I am testing some queries over a bunch of materialized views. All of them have the same structure, like this one:
EXPLAIN ANALYZE SELECT mr.foo, ..., CAST(SUM(mr.bar) AS INTEGER) AS stuff
FROM foo.bar mr
WHERE
mr.a = 'TRUE' AND
mr.b = 'something' AND
mr.c = '12'
GROUP BY
mr.a,
mr.b,
mr.c;
Obviously the system is giving me a different query plan for each one of them, but if (and only if) a WHERE clause involves a boolean column (like in the examples), the planner always sorts the result set before finishing. Example:
Finalize GroupAggregate (cost=16305.92..16317.98 rows=85 width=21) (actual time=108.301..108.301 rows=1 loops=1)
Group Key: festivo, nome_strada, ora
-> Gather Merge (cost=16305.92..16315.05 rows=70 width=77) (actual time=108.279..109.015 rows=2 loops=1)
Workers Planned: 2
Workers Launched: 2
-> Partial GroupAggregate (cost=15305.90..15306.95 rows=35 width=77) (actual time=101.422..101.422 rows=1 loops=3)
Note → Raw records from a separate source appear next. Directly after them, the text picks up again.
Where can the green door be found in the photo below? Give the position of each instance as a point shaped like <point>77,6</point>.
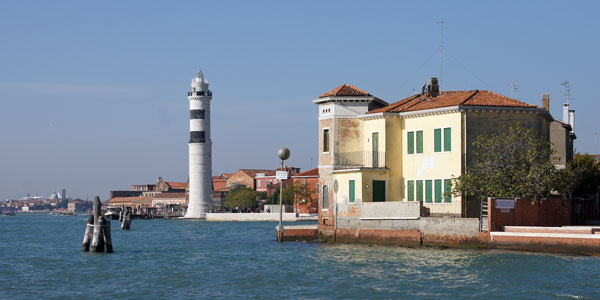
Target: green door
<point>375,148</point>
<point>378,191</point>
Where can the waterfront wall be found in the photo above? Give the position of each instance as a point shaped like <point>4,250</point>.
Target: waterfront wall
<point>549,212</point>
<point>424,231</point>
<point>252,217</point>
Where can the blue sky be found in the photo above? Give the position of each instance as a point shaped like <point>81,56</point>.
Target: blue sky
<point>93,94</point>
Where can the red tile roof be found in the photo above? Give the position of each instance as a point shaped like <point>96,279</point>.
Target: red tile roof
<point>177,185</point>
<point>252,172</point>
<point>345,90</point>
<point>452,98</point>
<point>129,200</point>
<point>169,195</point>
<point>313,172</point>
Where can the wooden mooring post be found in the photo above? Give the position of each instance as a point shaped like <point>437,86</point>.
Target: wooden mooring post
<point>98,228</point>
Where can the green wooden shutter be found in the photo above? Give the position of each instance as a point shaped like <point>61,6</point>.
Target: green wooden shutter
<point>447,139</point>
<point>420,141</point>
<point>447,190</point>
<point>351,185</point>
<point>428,191</point>
<point>438,191</point>
<point>411,142</point>
<point>437,140</point>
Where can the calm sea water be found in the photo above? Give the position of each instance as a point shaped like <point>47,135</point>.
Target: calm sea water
<point>40,257</point>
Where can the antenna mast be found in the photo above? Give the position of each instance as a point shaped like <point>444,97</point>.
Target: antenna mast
<point>441,22</point>
<point>567,87</point>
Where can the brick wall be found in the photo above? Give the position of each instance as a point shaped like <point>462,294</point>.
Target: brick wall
<point>549,212</point>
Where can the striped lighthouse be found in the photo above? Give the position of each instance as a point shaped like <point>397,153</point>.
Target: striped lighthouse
<point>200,149</point>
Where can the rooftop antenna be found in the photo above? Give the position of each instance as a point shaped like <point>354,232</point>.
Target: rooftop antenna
<point>513,89</point>
<point>441,22</point>
<point>567,87</point>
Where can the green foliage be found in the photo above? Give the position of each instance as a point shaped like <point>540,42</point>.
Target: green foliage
<point>288,195</point>
<point>580,178</point>
<point>513,163</point>
<point>241,197</point>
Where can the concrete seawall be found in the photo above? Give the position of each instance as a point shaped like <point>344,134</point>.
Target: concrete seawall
<point>256,217</point>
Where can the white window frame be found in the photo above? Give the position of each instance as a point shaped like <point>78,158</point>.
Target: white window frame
<point>442,143</point>
<point>323,135</point>
<point>415,145</point>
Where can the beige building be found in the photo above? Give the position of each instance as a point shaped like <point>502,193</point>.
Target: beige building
<point>409,150</point>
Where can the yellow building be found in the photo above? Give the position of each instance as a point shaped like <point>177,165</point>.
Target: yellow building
<point>408,150</point>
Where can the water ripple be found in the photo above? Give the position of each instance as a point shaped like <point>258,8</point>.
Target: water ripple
<point>41,258</point>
Group Key: festivo, nome_strada, ora
-> Sort (cost=15305.90..15305.99 rows=35 width=21) (actual time=101.390..101.395 rows=28 loops=3)
Sort Key: festivo
Sort Method: quicksort Memory: 25kB
-> Parallel Seq Scan on sft_vmv3_g3 mr (cost=0.00..15305.00 rows=35 width=21) (actual time=75.307..101.329 rows=28 loops=3)
Filter: (festivo AND ((nome_strada)::text = '16th St'::text) AND (ora = '12'::smallint))
Rows Removed by Filter: 277892
I am really curios about this kind of approach, but I still haven't found an explaination about this.
I'm curious why you wouldn't phrase the logic as:
SELECT true as a, 'something' as b, '12' as c, CAST(SUM(mr.bar) as INTEGER)
FROM foo.bar as mr
WHERE mr.a AND
mr.b = 'something' AND
mr.c = '12';
This an aggregation query (because of the SUM()
in the SELECT
) and does not have an explicit GROUP BY
. I think it should produce a more optimal execution plan. In addition, it will always return one row, even if no rows match the condition.